2. Amendment to Section 36(1)(va) and 43B by Finance Act, 2021:
The CIT(A) interpreted the amendments introduced by the Finance Act, 2021, which inserted Explanation-2 to section 36(1)(va) and Explanation-5 to section 43B. These explanations clarified that the provisions of section 43B shall not apply for determining the "due date" under section 36(1)(va) and for sums received by the assessee from employees. The CIT(A) held that the amendments were declaratory in nature and applied retrospectively by necessary intendment of deeming nature.

3. Issue of Disallowance of Employee's Share of PF Contribution for AY 2019-20:
In AY 2019-20, a similar dispute arose regarding the employee's share of PF contribution. The CIT(A) made an identical addition to the total income.
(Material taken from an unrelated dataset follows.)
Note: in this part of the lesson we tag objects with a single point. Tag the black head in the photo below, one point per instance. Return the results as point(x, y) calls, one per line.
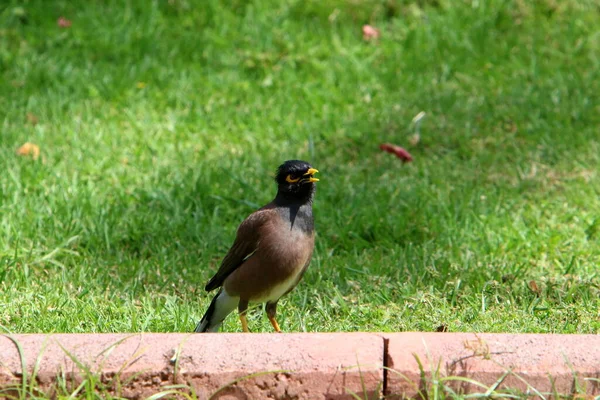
point(295, 179)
The assessee appealed before the Tribunal, presenting arguments supported by previous decisions. The Tribunal noted that the amendments by the Finance Act, 2021 were prospective, effective from 1.4.2021, and not applicable retrospectively. Relying on previous tribunal decisions, the Tribunal held that the impugned additions under section 36(1)(va) deserved to be deleted for both assessment years.

4. Conclusion:
The Tribunal allowed both appeals of the assessee, emphasizing that the amendments made by the Finance Act, 2021 were prospective and not applicable with retrospective effect. The decisions of the Tribunal were in line with the view that the impugned additions under section 36(1)(va) should be deleted for both assessment years. The judgment highlighted the legal distinction between employee's and employer's contributions and the impact of the amendments on the due dates and deductions under the Income Tax Act.